Wie erkennt der Bürger, wie erkennen Deutschlands Partner, ob eine neue Regierung es ernst meint mit dem Führen wollen? Drei Indikatoren werden darüber frühen Aufschluss geben: Gelingt es dem Kanzler oder der Kanzlerin, erstens, die Minister und Ministerinnen der relevanten Ressorts persönlich in eine regelmäßige krisenpolitische Koordinierung einzubinden? Erhält, zweitens, der vernetzte Ansatz in der Sicherheitspolitik finanzpolitische Zähne, indem nach dem Vorbild der Ertüchtigungsmittel die Verausgabung (eines Teils) von Krisenmitteln vom Konsens der beteiligten Ressorts abhängig gemacht wird? Haben, drittens, Regierung und Regierungsmehrheit im Bundestag den Mut, die Frage des Einsatzes der Bundeswehr im Rahmen internationaler Krisendiplomatie von Fall zu Fall politisch zu entscheiden, um dann aktiv für die verfassungsrechtliche Absicherung der gewollten Lösung einzutreten? Dafür ist die Erkenntnis wichtig, dass der vom Bundesverfassungsgericht beschrittene Weg einer fortschreitenden Auslegung des Grundgesetzes zu Fragen des Auslandseinsatzes der Bundeswehr keinerlei Endpunkt erreicht hat.

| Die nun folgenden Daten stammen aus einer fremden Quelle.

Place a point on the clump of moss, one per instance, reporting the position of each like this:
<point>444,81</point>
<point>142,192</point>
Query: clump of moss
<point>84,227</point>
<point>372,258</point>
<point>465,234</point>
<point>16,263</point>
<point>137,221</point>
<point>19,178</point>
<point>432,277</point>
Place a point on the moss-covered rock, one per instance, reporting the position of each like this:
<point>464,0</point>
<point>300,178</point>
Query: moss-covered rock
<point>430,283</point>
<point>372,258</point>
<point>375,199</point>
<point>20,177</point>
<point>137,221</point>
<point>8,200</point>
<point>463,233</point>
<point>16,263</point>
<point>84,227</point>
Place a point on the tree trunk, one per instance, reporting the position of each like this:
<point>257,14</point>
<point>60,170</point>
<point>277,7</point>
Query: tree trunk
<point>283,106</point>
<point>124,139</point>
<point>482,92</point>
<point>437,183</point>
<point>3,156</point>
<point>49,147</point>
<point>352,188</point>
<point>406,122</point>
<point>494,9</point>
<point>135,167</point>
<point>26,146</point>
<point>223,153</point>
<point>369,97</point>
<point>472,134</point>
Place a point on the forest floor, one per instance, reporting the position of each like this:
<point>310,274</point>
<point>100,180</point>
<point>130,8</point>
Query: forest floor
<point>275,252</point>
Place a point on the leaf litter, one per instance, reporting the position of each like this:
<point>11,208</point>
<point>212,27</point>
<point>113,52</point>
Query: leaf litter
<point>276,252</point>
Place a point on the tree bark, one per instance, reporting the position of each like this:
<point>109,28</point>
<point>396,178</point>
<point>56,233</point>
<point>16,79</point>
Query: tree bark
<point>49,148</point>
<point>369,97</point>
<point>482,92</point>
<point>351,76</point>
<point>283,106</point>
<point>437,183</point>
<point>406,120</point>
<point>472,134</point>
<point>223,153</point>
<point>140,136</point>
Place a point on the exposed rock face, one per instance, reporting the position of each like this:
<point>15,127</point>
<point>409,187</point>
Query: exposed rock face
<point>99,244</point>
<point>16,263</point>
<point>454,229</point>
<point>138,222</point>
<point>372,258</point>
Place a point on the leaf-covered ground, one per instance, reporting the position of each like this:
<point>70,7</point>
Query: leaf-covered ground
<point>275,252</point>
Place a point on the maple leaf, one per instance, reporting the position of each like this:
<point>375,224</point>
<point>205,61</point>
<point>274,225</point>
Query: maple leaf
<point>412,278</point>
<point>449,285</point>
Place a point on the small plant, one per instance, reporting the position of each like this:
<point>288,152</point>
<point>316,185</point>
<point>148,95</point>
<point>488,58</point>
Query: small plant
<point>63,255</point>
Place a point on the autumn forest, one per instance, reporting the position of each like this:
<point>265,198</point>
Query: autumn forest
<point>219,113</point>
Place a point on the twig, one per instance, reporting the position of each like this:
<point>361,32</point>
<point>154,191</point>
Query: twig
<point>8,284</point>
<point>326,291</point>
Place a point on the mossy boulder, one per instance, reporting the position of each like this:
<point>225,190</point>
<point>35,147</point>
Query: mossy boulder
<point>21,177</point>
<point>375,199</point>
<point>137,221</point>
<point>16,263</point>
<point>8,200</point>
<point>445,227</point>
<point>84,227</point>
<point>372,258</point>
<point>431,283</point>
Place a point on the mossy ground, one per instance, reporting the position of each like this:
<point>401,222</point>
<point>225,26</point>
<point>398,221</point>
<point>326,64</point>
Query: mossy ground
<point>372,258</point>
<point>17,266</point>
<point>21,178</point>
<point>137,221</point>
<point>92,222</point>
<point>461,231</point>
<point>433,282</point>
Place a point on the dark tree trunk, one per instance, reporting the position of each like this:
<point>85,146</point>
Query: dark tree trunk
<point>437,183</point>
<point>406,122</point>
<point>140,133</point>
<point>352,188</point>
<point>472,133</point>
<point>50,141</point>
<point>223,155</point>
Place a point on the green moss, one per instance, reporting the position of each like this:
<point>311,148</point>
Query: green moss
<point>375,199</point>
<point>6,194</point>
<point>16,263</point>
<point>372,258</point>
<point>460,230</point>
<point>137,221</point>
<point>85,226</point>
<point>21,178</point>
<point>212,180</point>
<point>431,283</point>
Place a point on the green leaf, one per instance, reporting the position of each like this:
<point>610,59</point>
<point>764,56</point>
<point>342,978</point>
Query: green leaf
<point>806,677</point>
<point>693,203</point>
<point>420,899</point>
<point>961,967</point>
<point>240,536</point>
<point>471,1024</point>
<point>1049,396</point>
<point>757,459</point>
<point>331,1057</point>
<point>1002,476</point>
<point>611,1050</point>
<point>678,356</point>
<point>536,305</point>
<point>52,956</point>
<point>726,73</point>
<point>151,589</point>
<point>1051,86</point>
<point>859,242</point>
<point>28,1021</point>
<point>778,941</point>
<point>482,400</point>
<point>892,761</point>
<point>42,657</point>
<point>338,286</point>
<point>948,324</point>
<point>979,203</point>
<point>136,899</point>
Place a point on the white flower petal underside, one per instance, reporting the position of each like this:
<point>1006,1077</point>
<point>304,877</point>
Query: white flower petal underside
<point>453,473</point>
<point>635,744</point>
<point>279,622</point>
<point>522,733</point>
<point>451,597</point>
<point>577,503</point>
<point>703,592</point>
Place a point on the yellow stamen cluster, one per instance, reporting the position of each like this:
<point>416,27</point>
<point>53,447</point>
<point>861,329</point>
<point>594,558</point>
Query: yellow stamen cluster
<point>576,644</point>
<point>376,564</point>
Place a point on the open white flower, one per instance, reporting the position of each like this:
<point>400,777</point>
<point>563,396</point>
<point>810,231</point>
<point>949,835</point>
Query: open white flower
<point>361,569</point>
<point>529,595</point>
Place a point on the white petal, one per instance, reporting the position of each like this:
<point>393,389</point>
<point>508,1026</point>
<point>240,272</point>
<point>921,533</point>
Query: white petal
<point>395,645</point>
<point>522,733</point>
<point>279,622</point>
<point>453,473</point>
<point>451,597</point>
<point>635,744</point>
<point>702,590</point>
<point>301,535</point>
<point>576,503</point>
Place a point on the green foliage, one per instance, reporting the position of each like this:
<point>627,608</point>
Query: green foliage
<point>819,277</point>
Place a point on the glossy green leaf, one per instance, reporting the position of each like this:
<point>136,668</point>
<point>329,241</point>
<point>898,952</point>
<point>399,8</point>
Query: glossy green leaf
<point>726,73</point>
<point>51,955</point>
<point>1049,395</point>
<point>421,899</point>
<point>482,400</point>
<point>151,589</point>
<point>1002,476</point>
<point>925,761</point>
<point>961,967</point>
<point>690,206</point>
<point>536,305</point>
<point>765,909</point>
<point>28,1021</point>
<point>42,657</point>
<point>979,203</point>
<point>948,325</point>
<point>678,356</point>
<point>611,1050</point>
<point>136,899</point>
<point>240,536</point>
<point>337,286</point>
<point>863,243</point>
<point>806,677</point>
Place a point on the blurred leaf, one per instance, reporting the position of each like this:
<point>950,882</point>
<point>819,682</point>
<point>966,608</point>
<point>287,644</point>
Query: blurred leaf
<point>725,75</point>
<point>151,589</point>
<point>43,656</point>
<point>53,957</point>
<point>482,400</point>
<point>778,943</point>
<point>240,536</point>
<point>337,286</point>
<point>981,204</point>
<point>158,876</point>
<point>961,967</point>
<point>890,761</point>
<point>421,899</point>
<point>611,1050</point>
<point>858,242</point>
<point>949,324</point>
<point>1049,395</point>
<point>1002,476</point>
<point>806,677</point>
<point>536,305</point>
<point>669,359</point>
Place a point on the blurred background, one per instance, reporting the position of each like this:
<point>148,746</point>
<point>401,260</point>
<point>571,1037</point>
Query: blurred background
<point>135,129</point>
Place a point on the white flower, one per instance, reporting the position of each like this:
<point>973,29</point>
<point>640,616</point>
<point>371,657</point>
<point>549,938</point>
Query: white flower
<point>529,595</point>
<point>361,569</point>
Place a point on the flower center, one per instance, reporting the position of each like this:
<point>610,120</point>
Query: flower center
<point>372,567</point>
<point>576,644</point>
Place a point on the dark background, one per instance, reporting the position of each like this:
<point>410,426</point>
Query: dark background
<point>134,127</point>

Bevor Europa die Sprache der Macht erlernt, muss Deutschland es tun

Führungsverantwortung übernehmen und sich in einen multilateralen Rahmen einordnen sind kein Widerspruch. Der EU-Vertrag bietet in Artikel 44 die Möglichkeit, getragen vom Konsens aller, auch kleinere Gruppen von Mitgliedstaaten mit zivilen oder militärischen Missionen etwa im Rahmen der Terrorismusbekämpfung zu beauftragen. Diese Regelung ist europa- wie sicherheitspolitisch sinnvoll. Deutschland sollte sie aktiv nutzen, zum Beispiel mit eigenen Vorschlägen zu Mali. Wenn Europa die Sprache der Macht erlernen und zur Weltpolitik ertüchtigt werden soll, kann das nur mit einem Deutschland geschehen, das auch hier vorangeht.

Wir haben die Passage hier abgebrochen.